You are probably aware that, on Wednesday evening last, a writer was handed a cheque for £50,000 -- and that, it has to be admitted, is a considerable sum of money. This particular cheque was handed to the winner of the Man Booker prize, which is (I think) the UK's largest prize for writers.
The Man Booker prize goes exclusively to literary novels; science fiction, crime, fantasy and romance are not normally considered by the judges, though there are exceptions: Harry Potter got on the short list one year.
Is it my imagination, or did the whole thing get less coverage than usual this year? Maybe it's just me not bothering to read about it, because the entire enterprise is, I have to say, a matter of complete indifference to me. Long years of experience have proved that I do not usually enjoy literary novels. But the whole Booker business did seem to be rather more low-key than usual this year.
As for the winner, Alan Hollinghurst's The Line of Beauty, even the literary editor of the Times didn't like it much, claiming that Colm Toibin's The Master was infinitely superior.
Well, that's as maybe. I doubt whether I would enjoy either of them.
It is worth noting here, however, that the other genres also have their prizes. The Crime Writers' Association award 'Daggers' of varying quality, and the top prize comes with a cheque for £3000. Similarly the Romantic Novelists' Association gives an annual prize for the best romantic novel of the year (or it used to -- the web site looks a bit out of date). And the British Science Fiction Association likewise selects a 'best novel' of the year. If you're looking for something to read in one or other of these genres, the various short lists form a good place to start.
Regrettably, none of these otherwise healthy genres can compete with the Booker in terms of publicity, and the chief reason for that is no doubt the relative size of their prizes. If only their management committees could rustle up a sponsor who was prepared to offer £50,000 a year for five years or so, perhaps they too could feature on BBC2.

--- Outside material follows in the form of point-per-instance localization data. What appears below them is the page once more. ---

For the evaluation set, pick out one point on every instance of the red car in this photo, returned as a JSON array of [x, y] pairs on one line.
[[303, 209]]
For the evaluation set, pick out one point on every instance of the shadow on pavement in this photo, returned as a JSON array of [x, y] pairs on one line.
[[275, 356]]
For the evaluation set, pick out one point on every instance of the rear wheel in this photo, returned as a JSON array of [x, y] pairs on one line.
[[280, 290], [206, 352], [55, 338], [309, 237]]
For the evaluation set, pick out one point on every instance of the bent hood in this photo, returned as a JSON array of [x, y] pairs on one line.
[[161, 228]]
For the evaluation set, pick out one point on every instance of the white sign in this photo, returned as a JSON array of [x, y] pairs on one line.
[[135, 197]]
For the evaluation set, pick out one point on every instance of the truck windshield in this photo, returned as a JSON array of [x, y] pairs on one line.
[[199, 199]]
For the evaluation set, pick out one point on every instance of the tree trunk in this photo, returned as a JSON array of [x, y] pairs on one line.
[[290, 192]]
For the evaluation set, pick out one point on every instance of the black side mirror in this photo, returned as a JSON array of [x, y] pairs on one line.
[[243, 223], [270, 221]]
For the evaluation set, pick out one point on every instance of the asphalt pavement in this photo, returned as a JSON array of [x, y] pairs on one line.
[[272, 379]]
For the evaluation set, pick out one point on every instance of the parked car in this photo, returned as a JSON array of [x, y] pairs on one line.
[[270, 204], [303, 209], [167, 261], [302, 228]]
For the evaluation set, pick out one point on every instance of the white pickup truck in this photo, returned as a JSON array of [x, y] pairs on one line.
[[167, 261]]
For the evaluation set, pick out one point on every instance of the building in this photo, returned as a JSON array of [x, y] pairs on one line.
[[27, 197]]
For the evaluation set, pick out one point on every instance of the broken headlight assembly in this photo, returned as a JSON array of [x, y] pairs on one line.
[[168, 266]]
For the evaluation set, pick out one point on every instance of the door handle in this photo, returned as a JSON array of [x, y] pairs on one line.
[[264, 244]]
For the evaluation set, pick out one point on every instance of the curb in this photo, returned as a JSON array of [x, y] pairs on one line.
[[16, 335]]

Meanwhile, I hold the view that someone ought to organise an Alternative Booker Prize. After all, there was an Alternative Miss World contest at one point: it was for transvestites, as I recall, and seems to have been rather more fun than the real thing. Perhaps the same might be true of an alternative Booker.
Here are some suggestions for the rules. Entry should be restricted to mss which come accompanied by at least 40 letters of rejection from publishers and agents. Only the first 10 pages may be submitted (more being entirely superfluous, as any slush-pile reader knows). Entries to be posted on a web site somewhere. And voting to be by popular acclaim. The prize would probably have to be the sheer fame and glory.
The winner, I suspect, might be at least as interesting as some of the books entered for the real thing.
By the way, I am two thirds of the way through Neal Stephenson's The System of the World (part three of his Baroque trilogy). And the idea that there is, somewhere on the Booker short list, a novel which is even half as bold, interesting, inventive, scholarly, funny, and just all-round entertaining, is, I fear, too silly to be worth discussing.
And no, I am not about to labour my way through the Booker short list in order to verify my confident assertion. But thank you for making the suggestion. Should you wish to make a comparison yourself, Uncle Ted Smart will sell you all six of the Booker short list for a mere £30.